Signaling pathways negatively regulate Toll-like receptor responses to PAMPs as a control for excessive inflammation during infection. It now appears that endogenous danger signals activate a different “braking circuit” that is specific for DAMPs (see the figure). This dampens the immune response to injury and limits collateral damage to the tissue. Interestingly, both HMGB1 and Toll-like receptors appeared early in evolution, but only more modern vertebrates have CD24 and Siglecs. It appears that this particular braking circuit is an add-on to the ancient activating system.

Danger signals.

Exogenous and endogenous signals, such as bacterial and host cell molecules, respectively, elicit the inflammatory response through the same Toll-like receptors on immune cells. However, a specific signaling pathway limits the response to endogenous signals. This may prevent a runaway immune response to injuries.


Can the braking circuit also moderate adaptive immunity (which first appeared with fishes), so as to avoid autoimmune responses?
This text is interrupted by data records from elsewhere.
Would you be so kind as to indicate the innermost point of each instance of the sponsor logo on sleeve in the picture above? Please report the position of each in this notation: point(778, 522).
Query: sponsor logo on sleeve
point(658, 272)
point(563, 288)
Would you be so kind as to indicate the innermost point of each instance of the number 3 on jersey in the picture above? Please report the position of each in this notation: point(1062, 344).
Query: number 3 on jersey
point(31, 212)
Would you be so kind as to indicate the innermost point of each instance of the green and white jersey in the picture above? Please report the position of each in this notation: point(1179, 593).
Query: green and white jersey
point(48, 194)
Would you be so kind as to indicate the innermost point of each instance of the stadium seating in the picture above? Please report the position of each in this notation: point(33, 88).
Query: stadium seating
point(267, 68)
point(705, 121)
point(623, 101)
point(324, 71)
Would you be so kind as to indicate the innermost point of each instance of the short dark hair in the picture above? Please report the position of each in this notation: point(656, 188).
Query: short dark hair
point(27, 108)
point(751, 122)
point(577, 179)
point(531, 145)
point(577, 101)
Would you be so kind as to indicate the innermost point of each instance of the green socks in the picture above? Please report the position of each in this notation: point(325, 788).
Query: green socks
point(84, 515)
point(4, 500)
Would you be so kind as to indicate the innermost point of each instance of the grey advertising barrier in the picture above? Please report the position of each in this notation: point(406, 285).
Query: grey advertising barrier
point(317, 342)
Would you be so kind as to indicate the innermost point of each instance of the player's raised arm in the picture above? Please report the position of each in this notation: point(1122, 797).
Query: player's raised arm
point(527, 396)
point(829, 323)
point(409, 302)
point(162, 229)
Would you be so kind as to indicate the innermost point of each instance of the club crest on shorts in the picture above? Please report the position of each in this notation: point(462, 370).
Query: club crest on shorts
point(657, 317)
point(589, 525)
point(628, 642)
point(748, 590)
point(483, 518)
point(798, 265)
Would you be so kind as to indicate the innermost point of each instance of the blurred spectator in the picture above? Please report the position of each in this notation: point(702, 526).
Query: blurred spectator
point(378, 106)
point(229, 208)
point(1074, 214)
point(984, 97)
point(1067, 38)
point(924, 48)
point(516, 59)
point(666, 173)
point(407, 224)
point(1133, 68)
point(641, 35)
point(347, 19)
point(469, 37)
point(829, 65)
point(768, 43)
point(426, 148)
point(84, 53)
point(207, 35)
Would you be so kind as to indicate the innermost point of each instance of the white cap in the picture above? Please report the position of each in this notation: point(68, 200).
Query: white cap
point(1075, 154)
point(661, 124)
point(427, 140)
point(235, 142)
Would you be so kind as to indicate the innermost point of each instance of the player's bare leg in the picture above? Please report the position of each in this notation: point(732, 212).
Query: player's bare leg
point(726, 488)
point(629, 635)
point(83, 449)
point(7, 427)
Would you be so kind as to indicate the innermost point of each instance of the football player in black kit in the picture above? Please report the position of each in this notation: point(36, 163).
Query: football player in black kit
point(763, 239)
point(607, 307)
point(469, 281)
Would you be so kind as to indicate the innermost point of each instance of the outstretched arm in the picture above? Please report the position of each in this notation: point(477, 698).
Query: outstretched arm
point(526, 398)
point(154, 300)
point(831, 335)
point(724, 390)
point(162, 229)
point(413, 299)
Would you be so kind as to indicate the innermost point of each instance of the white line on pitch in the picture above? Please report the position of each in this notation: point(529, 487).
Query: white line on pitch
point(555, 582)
CD24 has already been implicated in autoimmunity, and genetic variations in CD24 influence the susceptibility to autoimmune diseases, including multiple sclerosis and lupus (12). The CD24-Siglec system might also respond to the various complexes that HMGB1 forms with lipopolysaccahride, interleukin-1β, single-stranded DNA, and nucleosomes. At least one of these complexes, nucleosome-bound HMGB1, is implicated in dendritic cell activation and the production of autoantibodies (13). Can the HMGB1-CD24-Siglec system limit the more severe forms of sterile inflammation, such as sepsis? The growing insight into how the immune system distinguishes between internal and external danger is likely to have a substantial impact on therapeutic approaches.